When asked if he personally supports a universal health care or single-payer system, Wyden’s office sent the following comment: “Senator Wyden wrote the section of the Affordable Care Act that lets states give people the health care they want, which could include state-based single payer. He is eager to work with Senator Sanders toward their shared commitment to achieving universal coverage.”
Among Wyden’s top donors from 2013 through the 2018 election cycle, which are made up of both individuals and super PACs, are relatives and employees of Blue Cross/Blue Shield and DeVita HealthCare Partners, according to OpenSecrets.org. Insurance companies, along with hospitals and nursing homes, are among the top industries that donate to Wyden.
If Congress succeeds in repealing the ACA, Wyden’s innovation provision is protected, so states would still be allowed to move to a single-payer system.
Timothy Burns still doesn’t know when he’ll be able to see his cardiologist again. “Personally, for me, it sucks having to live in fear of your own body [and] not know if you’re going to wake up and not be able to get out of bed that day,” he says.

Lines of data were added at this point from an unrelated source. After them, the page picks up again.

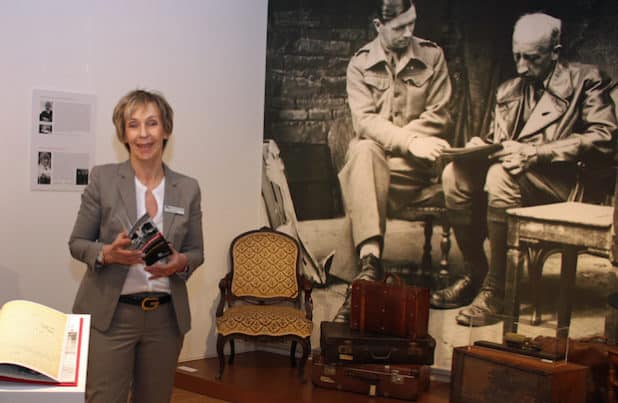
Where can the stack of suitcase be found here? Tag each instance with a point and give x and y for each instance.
(385, 350)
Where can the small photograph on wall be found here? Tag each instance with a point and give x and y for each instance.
(47, 111)
(358, 118)
(63, 123)
(45, 168)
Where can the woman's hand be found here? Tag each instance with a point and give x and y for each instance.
(118, 253)
(176, 262)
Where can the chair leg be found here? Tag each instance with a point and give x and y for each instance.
(293, 354)
(306, 344)
(220, 345)
(426, 260)
(567, 284)
(232, 351)
(536, 258)
(445, 247)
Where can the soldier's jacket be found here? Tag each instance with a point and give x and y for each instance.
(574, 116)
(391, 107)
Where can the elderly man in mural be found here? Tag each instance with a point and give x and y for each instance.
(553, 114)
(398, 90)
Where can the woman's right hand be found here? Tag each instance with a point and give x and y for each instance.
(475, 141)
(118, 253)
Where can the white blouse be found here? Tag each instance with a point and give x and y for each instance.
(137, 279)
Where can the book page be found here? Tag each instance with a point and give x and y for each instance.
(33, 336)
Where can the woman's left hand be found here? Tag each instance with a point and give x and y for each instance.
(176, 262)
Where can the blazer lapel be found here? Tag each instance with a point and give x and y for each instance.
(552, 104)
(508, 109)
(126, 188)
(171, 198)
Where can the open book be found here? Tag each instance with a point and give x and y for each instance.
(474, 153)
(146, 237)
(39, 344)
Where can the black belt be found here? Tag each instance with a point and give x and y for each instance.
(148, 302)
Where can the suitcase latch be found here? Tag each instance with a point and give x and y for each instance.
(397, 379)
(329, 370)
(345, 348)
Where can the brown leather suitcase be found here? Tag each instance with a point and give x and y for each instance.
(390, 308)
(397, 381)
(339, 343)
(484, 375)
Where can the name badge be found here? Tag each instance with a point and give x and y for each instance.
(174, 210)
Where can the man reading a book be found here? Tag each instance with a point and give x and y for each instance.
(398, 90)
(551, 116)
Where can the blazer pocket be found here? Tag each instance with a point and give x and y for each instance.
(380, 83)
(417, 77)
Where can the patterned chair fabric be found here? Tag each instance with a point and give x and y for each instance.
(262, 295)
(275, 321)
(264, 266)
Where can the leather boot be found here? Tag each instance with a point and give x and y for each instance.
(488, 304)
(371, 269)
(464, 288)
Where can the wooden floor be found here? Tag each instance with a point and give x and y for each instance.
(262, 377)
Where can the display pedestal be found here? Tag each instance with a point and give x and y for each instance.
(18, 392)
(486, 375)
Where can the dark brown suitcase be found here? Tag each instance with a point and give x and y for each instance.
(339, 343)
(484, 375)
(396, 381)
(394, 308)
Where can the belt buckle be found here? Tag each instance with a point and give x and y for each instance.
(150, 303)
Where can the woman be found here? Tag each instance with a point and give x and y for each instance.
(139, 313)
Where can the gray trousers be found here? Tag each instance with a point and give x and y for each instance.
(139, 351)
(373, 183)
(540, 185)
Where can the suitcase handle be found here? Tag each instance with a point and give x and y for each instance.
(365, 375)
(380, 357)
(397, 280)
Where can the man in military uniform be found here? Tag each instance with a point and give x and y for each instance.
(549, 117)
(398, 90)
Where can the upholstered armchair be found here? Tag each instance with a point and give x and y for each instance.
(264, 296)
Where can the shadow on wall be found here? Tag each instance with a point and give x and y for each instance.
(9, 285)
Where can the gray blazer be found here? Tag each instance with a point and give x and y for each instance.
(108, 204)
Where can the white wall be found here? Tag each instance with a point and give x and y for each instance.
(206, 56)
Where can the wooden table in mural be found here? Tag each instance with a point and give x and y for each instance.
(569, 228)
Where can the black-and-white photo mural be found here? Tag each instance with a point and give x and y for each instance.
(401, 137)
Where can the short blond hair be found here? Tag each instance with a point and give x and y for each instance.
(138, 98)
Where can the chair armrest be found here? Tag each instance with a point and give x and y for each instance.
(307, 287)
(224, 285)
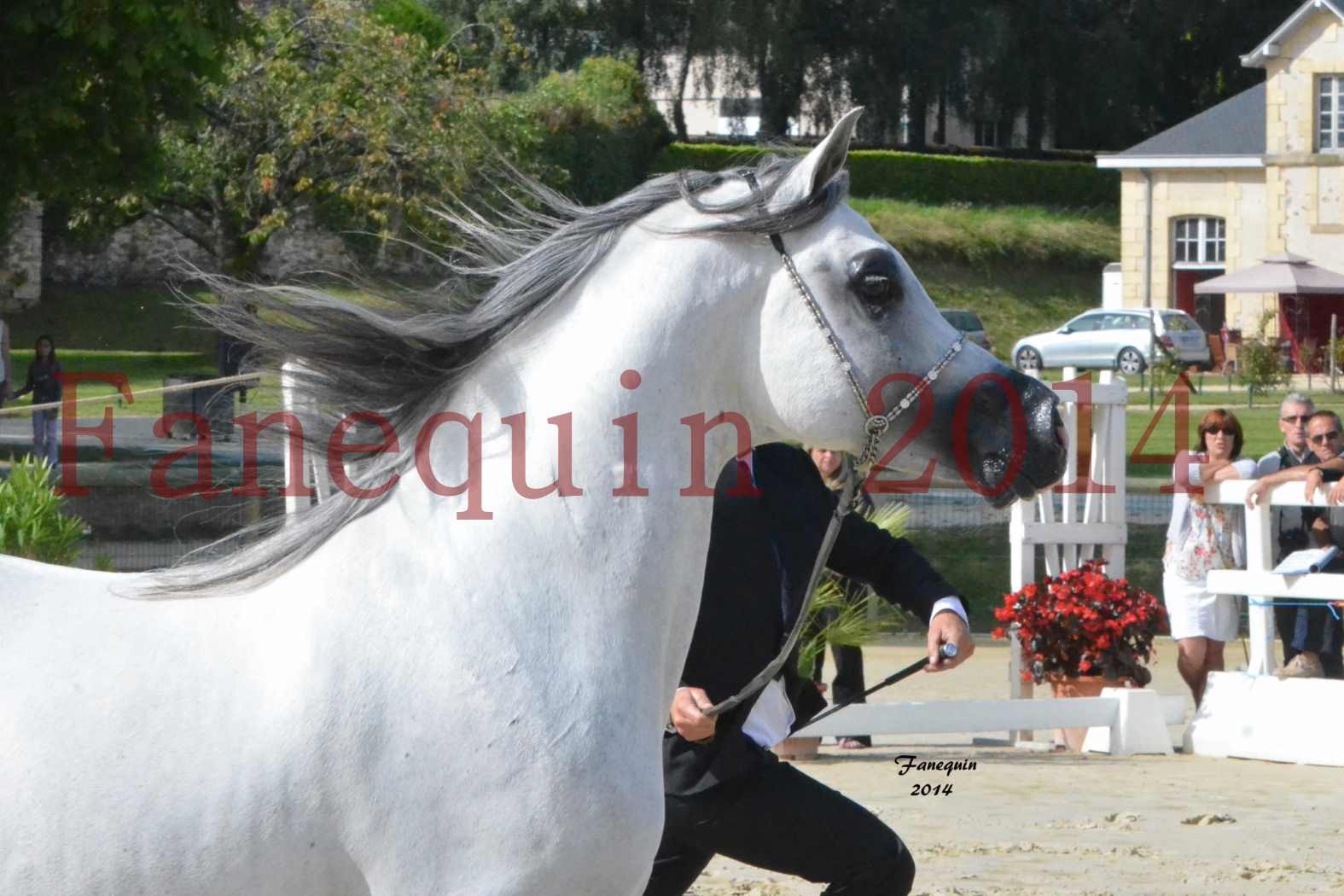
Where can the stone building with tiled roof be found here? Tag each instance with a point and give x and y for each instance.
(1258, 173)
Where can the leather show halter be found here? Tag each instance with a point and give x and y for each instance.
(874, 426)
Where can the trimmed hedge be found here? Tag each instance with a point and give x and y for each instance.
(596, 128)
(935, 180)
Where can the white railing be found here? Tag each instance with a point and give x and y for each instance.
(1070, 526)
(1257, 582)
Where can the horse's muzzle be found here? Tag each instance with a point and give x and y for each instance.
(1015, 454)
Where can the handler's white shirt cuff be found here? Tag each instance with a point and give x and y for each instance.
(949, 603)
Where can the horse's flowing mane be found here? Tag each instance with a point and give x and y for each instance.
(401, 353)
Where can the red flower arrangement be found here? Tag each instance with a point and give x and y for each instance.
(1084, 624)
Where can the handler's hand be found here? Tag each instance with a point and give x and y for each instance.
(689, 716)
(1313, 481)
(948, 627)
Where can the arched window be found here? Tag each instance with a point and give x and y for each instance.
(1199, 242)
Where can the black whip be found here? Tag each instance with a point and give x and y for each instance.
(945, 652)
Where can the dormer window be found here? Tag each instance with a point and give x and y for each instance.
(1198, 242)
(1329, 114)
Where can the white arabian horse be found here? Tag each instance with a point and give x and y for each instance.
(387, 699)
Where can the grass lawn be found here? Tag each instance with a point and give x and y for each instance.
(126, 320)
(993, 236)
(144, 371)
(1011, 300)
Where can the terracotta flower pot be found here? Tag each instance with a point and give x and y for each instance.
(1079, 687)
(797, 748)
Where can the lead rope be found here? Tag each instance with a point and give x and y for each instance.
(874, 428)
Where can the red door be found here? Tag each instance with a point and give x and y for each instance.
(1208, 311)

Other parts of Burns’s future are up in the air, too. He doesn’t know whether he’ll be able to have children because he worries he won’t be able to take care of his own heart condition.
“I might not live long enough to have kids,” Burns says.
“It’s this fear of the future because you can’t control your own health,” he says.
“We treat health care in the United States as a class issue and believe that health care should only be for those who can afford it, as though a right to health is only if you have enough in your wallet, and it just shouldn’t be that way.”